Kedua, lanjut Hergut, Indonesia memiliki pengalaman menggelar Konferensi Asia Afrika (KAA) 1955 di Bandung yang kemudian melahirkan Gerakan Non-Blok. Sejarah tersebut bisa diulang dengan memanfaatkan momentum sebagai Presidensi G20 menambah agenda perdamaian dunia sebagai agenda prioritas ketujuh. Semua pihak perlu diingatkan kembali mengenai pentingnya dialog sebagai solusi menghentikan pertikaian.

 

“Ketiga, presiden Indonesia sebagai pemimpin negara muslim terbesar di dunia, perlu menyerukan negara-negara muslim lainnya yang tergabung dalam Organisasi Konferensi Islam (OKI), untuk berperan aktif dalam mendamaikan pertikaian Rusia dan Ukraina.
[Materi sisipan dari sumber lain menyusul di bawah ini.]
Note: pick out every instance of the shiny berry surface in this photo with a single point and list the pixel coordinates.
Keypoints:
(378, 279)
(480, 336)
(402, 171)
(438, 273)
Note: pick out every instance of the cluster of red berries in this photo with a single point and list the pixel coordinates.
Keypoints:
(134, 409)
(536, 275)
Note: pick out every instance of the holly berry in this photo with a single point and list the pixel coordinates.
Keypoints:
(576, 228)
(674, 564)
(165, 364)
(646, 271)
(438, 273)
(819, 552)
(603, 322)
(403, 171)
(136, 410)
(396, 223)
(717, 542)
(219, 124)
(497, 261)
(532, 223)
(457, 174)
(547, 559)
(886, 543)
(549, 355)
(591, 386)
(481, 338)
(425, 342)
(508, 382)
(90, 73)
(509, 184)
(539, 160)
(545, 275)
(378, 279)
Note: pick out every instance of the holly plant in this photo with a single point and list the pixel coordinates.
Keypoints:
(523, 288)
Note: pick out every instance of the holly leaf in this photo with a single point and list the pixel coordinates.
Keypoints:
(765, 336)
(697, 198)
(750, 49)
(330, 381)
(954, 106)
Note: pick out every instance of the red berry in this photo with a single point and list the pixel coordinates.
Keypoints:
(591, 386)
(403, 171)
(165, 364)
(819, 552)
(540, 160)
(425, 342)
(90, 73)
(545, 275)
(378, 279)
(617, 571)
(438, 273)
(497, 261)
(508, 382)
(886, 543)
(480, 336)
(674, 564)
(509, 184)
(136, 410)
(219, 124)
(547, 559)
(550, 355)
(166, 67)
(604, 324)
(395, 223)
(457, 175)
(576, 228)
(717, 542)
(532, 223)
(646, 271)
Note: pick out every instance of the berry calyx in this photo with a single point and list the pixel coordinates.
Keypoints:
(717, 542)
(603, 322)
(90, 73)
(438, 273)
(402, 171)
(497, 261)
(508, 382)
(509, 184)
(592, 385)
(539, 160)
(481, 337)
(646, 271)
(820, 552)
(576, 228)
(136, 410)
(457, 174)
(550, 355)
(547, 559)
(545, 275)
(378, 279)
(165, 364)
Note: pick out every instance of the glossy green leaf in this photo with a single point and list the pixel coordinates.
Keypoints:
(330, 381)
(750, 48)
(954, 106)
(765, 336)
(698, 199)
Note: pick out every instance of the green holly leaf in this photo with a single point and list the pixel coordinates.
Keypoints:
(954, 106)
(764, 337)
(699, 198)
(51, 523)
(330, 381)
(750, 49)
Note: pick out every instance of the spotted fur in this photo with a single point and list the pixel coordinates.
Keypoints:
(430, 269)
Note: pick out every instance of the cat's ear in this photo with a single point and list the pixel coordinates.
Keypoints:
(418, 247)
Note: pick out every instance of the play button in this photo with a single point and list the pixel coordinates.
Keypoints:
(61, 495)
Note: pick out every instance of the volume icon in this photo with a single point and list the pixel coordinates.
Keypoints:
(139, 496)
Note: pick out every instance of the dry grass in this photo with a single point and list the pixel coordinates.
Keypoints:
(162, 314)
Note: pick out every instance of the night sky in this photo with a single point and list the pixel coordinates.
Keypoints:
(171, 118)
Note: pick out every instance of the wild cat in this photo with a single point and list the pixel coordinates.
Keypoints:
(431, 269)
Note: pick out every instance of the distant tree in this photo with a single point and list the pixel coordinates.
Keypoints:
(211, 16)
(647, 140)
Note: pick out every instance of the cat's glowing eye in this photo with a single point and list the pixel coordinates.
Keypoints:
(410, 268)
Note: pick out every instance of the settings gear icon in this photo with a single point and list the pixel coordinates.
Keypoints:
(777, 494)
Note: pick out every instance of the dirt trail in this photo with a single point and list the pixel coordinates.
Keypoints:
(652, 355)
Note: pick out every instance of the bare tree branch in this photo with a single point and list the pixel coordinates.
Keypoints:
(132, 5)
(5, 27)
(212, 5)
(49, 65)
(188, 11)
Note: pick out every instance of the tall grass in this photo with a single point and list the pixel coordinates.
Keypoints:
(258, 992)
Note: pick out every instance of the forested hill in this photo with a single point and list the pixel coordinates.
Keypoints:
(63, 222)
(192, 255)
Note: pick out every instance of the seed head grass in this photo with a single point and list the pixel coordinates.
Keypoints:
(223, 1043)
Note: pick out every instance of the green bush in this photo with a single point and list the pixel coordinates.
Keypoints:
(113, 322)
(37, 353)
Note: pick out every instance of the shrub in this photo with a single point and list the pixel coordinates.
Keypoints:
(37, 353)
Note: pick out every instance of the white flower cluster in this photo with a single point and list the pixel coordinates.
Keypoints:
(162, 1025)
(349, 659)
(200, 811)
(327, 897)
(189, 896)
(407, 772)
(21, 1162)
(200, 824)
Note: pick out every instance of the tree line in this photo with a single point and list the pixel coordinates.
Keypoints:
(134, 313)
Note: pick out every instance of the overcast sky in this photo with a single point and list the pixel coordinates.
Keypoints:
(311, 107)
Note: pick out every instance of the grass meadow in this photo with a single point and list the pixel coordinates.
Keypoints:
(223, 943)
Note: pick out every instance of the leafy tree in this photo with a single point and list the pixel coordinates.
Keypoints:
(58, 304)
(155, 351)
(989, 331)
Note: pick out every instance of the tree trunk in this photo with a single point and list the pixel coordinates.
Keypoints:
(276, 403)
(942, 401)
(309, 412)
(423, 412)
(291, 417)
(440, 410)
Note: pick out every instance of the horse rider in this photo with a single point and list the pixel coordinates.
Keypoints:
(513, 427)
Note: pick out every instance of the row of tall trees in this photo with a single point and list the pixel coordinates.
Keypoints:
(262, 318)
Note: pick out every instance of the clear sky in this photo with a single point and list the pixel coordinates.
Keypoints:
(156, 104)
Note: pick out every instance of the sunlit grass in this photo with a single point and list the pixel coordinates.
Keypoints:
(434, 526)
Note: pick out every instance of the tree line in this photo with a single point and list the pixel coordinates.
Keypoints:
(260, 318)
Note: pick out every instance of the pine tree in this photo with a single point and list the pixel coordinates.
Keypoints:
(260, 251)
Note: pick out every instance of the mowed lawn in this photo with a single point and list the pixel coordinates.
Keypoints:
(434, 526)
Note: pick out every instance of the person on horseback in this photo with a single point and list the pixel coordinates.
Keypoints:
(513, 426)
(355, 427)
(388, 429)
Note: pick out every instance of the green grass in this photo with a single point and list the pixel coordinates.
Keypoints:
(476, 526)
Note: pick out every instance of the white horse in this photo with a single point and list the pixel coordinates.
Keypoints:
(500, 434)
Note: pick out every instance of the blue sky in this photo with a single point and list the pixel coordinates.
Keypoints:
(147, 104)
OKI bisa menjadi penengah yang netral,” lanjutnya.

 

Kemudian dari sisi hilir, pertama, pemerintah perlu mengantisipasi perang Rusia-Ukraina dengan menyiapkan kebijakan-kebijakan untuk melanjutkan pemulihan ekonomi nasional, meningkatkan kinerja ekspor, menjaga kinerja impor terutama untuk impor bahan baku untuk menggerakkan sektor manufaktur, serta mewujudkan pertumbuhan sesuai target yang ditetapkan.

 

“Kedua, terkait dengan potensi kenaikan harga, pemerintah perlu meresponnya dengan melakukan operasi pasar dan menindak pihak-pihak yang terbukti melakukan penimbunan,”pungkasnya.